Pagan God From Bronze Age Caught By Unsuspecting Fisherman In Siberia

Siberian Fisherman Makes Unbelievable Catch Worth More Than Its Weight In Gold

Nikolay Tarasov was fishing in a river near his home in Tisul, in the Kemerovo region of Siberia, when he caught something unexpected- and very old.

"Me and a friend were walking on the river bank with nets, when suddenly it got stuck with something," he said. "I found the object, freed the net and was about to throw it back in the water - but at the last second I looked at it more closely," he told The Siberian Times. "And I saw a face. I stopped and washed the thing in the river - and realized it wasn't a stone of an unusual shape, as I thought earlier - but a statuette."

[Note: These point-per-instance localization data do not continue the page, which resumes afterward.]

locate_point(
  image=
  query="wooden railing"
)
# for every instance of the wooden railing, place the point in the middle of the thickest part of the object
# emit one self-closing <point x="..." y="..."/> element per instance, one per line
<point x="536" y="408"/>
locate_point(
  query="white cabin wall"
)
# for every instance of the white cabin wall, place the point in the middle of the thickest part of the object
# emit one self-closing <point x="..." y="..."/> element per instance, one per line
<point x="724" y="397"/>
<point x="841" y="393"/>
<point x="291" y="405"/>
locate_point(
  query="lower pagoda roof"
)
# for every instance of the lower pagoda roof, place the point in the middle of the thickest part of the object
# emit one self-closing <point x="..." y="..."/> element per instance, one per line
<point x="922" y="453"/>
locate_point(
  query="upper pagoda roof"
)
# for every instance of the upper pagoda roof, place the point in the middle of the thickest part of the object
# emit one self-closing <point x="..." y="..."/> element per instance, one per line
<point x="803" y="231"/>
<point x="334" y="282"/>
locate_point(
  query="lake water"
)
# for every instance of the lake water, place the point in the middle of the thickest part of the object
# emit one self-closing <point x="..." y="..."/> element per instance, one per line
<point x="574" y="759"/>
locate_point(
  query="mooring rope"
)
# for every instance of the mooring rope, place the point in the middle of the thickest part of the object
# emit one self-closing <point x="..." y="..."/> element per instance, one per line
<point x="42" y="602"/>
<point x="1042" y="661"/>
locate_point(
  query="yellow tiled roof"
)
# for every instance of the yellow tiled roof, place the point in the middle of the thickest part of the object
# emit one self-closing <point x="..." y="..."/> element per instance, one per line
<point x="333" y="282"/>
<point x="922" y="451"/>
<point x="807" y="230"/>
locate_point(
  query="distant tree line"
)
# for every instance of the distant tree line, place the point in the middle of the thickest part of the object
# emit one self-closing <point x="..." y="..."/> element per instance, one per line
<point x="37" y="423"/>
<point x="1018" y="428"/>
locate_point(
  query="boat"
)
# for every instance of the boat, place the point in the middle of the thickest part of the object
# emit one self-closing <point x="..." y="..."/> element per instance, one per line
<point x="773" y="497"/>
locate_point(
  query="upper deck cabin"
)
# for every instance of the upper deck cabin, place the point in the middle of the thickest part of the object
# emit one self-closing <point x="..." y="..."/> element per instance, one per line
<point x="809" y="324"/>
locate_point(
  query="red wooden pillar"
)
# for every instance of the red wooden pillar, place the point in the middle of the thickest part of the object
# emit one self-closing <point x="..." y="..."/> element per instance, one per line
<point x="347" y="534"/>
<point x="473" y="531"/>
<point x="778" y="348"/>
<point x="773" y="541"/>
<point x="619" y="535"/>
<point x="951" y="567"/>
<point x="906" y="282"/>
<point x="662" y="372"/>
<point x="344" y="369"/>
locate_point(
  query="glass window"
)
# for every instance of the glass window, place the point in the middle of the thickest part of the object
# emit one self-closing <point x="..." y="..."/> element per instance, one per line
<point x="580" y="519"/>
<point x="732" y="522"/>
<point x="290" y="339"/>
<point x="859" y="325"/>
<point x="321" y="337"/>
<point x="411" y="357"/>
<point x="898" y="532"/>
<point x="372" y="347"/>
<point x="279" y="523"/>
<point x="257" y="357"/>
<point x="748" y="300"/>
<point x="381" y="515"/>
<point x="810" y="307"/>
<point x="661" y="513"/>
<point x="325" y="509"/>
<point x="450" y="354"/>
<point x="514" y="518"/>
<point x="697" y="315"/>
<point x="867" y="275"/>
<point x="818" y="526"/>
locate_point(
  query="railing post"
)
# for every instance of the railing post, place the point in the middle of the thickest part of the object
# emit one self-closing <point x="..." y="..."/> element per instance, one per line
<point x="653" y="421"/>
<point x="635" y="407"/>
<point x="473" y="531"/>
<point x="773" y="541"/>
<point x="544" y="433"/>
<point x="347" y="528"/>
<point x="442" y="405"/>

Tarasov's instincts to keep the unusual find were correct, as when he brought it to a local museum, the "experts there quite literally jumped for joy, and quite high!"

Museum curators dated the figure to over 4,000 years old. Carved in horn which was later fossilized, the Bronze Age figurine shows a pagan god.

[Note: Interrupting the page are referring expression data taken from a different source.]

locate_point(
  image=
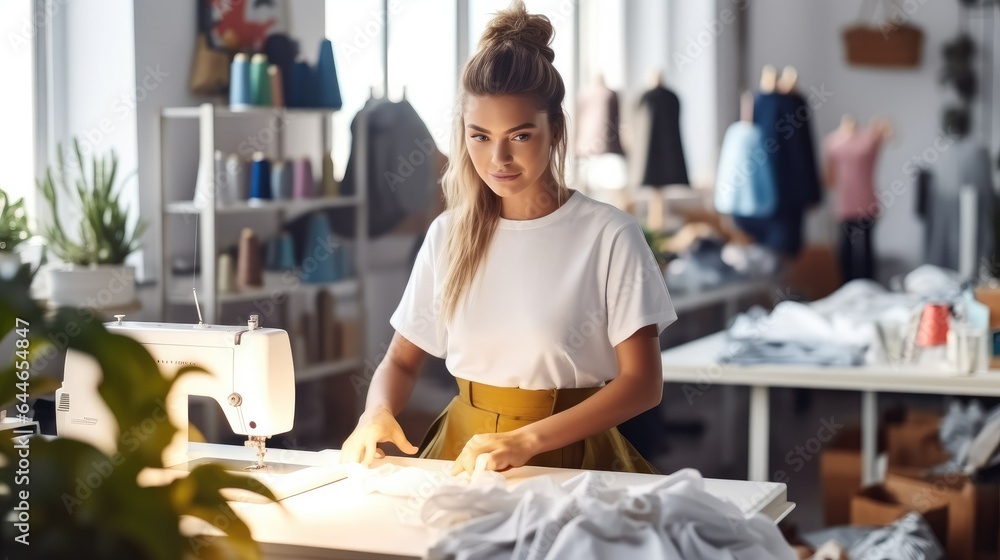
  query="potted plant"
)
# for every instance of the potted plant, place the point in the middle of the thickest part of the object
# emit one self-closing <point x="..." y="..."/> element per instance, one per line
<point x="84" y="503"/>
<point x="94" y="273"/>
<point x="13" y="232"/>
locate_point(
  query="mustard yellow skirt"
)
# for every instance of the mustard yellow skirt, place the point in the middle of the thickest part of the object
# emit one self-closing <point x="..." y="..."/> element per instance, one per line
<point x="482" y="409"/>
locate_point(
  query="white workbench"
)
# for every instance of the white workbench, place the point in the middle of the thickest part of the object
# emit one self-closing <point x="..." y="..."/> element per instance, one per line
<point x="696" y="364"/>
<point x="337" y="521"/>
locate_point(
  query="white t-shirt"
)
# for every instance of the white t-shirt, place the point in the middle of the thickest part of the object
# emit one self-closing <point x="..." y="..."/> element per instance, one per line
<point x="552" y="298"/>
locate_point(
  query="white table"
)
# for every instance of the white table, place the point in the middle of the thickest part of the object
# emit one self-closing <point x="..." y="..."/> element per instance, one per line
<point x="336" y="521"/>
<point x="696" y="364"/>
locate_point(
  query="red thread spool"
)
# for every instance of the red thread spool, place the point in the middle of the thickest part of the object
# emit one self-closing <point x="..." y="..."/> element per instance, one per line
<point x="933" y="329"/>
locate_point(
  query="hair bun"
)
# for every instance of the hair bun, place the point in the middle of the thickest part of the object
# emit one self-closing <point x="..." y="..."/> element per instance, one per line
<point x="515" y="27"/>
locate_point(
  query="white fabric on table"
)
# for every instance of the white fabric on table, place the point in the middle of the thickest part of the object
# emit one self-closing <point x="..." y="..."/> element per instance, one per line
<point x="671" y="517"/>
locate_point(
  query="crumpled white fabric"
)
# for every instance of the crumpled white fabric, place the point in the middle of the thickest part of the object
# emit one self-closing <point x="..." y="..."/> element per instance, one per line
<point x="672" y="517"/>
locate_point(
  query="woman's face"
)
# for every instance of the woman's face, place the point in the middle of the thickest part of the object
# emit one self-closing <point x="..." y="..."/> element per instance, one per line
<point x="509" y="141"/>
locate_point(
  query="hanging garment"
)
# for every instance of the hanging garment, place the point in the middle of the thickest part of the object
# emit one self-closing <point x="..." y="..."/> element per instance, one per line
<point x="784" y="121"/>
<point x="657" y="158"/>
<point x="597" y="122"/>
<point x="855" y="247"/>
<point x="965" y="162"/>
<point x="851" y="159"/>
<point x="401" y="161"/>
<point x="744" y="184"/>
<point x="669" y="518"/>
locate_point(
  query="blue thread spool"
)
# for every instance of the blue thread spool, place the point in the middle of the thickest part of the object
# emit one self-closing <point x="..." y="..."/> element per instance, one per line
<point x="286" y="252"/>
<point x="327" y="86"/>
<point x="239" y="83"/>
<point x="315" y="269"/>
<point x="260" y="81"/>
<point x="260" y="177"/>
<point x="281" y="180"/>
<point x="299" y="94"/>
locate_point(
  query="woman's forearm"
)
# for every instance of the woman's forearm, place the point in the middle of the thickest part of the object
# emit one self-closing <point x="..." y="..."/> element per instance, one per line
<point x="620" y="400"/>
<point x="390" y="387"/>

Marina Banschikova, director of Tisul History Museum, elaborated on the rarity of Tarasov's find. "The only things we have dated approximately to the same age are a stone necklace and two charms in the shapes of a bear and a bird," she told The Siberian Times.

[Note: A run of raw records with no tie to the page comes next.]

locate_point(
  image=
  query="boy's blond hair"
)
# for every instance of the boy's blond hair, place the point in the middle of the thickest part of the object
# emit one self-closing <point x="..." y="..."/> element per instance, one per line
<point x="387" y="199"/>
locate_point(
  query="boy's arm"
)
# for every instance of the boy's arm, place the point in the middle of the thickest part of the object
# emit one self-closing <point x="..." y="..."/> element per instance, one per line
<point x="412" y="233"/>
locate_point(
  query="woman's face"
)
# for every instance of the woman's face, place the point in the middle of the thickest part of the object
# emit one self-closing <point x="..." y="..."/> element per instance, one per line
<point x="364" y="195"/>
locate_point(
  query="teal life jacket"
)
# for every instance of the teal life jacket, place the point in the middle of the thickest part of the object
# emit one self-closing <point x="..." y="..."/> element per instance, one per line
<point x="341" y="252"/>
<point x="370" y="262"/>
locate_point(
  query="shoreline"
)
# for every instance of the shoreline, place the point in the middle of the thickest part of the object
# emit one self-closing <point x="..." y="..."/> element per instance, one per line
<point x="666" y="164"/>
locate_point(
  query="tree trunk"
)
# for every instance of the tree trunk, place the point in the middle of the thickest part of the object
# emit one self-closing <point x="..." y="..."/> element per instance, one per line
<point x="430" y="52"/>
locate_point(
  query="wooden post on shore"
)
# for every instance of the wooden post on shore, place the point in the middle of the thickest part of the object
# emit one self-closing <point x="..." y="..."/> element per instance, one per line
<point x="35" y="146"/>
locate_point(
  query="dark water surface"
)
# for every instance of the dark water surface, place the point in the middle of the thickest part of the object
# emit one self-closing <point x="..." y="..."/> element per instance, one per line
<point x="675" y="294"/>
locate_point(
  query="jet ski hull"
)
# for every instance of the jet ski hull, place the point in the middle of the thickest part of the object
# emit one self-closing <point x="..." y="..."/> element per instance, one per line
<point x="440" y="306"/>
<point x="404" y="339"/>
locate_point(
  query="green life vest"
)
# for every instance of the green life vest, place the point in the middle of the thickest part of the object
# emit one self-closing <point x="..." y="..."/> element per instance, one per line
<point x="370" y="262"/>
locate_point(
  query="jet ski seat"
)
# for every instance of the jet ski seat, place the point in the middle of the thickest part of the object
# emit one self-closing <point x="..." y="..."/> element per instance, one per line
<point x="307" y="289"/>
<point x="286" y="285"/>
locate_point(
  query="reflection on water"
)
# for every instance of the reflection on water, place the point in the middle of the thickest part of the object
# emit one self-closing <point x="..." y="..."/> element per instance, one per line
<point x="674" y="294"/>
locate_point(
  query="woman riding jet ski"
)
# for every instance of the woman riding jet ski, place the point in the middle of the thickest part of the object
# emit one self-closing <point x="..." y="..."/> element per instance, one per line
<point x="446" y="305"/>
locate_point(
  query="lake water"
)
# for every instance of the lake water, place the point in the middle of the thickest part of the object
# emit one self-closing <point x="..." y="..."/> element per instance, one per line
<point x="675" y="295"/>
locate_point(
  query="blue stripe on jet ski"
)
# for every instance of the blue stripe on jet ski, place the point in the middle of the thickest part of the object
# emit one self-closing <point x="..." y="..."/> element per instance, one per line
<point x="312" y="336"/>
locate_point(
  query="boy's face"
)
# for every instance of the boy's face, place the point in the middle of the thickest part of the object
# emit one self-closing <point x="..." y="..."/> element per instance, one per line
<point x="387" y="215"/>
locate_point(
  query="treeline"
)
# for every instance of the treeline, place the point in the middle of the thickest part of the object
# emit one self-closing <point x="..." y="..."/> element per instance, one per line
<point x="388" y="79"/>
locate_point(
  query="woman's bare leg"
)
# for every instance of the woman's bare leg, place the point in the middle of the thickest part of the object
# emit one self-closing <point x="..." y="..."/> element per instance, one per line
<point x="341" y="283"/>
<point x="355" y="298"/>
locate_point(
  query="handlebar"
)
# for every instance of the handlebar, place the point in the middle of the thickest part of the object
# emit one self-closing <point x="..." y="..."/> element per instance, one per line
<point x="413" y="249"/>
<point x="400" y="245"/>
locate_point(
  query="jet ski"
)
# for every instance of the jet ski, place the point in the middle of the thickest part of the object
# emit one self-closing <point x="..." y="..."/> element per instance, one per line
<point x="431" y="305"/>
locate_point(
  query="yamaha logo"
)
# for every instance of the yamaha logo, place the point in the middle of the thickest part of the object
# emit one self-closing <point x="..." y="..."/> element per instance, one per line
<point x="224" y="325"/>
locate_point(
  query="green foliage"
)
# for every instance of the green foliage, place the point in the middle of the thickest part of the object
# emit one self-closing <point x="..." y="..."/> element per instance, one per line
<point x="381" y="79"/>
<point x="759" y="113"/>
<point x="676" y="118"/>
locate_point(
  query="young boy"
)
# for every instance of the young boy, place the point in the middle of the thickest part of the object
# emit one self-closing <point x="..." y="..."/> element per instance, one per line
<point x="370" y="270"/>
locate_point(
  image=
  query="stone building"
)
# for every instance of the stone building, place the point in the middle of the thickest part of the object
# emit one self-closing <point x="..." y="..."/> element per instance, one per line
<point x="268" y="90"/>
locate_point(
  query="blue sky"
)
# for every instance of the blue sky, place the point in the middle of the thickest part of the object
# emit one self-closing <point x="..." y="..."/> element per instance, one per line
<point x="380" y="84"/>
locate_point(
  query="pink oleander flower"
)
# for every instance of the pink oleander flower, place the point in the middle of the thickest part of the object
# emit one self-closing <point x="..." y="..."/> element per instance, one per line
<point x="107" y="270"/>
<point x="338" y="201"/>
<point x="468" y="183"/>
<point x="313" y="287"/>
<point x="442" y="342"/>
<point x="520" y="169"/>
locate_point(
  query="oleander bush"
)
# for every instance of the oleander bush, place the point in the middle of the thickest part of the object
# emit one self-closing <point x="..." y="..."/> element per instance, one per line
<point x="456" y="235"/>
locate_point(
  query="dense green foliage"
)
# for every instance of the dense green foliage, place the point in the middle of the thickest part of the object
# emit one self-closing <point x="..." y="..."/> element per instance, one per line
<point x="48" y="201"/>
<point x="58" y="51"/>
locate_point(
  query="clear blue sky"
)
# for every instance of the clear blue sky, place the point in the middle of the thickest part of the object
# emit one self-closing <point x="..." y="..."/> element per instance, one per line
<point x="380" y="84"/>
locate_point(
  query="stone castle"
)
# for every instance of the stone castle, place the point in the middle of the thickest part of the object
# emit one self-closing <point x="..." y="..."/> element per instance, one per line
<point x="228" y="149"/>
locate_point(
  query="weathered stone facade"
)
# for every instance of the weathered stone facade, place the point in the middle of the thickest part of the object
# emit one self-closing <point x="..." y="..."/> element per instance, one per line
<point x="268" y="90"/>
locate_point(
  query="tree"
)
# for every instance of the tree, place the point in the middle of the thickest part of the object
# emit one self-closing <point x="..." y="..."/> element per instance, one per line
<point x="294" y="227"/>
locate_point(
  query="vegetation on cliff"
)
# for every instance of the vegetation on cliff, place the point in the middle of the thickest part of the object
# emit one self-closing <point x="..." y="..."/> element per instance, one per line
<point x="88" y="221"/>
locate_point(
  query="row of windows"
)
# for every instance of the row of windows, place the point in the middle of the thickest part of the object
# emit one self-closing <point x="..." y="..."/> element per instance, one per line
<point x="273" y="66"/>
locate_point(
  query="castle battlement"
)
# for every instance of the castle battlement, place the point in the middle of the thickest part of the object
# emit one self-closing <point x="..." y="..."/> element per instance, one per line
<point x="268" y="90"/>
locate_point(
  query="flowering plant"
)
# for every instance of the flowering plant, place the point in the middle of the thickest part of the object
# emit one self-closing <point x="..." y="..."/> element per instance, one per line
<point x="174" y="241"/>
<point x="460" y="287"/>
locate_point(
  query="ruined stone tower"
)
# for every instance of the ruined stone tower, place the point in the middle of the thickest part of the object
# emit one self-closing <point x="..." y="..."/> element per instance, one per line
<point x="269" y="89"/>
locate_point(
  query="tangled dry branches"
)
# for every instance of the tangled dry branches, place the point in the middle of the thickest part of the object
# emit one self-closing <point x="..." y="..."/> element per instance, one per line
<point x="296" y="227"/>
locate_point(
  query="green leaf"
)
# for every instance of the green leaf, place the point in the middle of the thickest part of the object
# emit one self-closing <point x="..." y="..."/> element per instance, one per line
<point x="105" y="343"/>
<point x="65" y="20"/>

It's thought that statuette originates from the Okunev or Samus cultures, both of which are known for their carved figures.

Tarasov gave the find to the museum without asking for anything in return, because he believes that it's important for people to learn about the history of their country. The Siberian Times noted that the statue is probably worth more than if it was made of gold.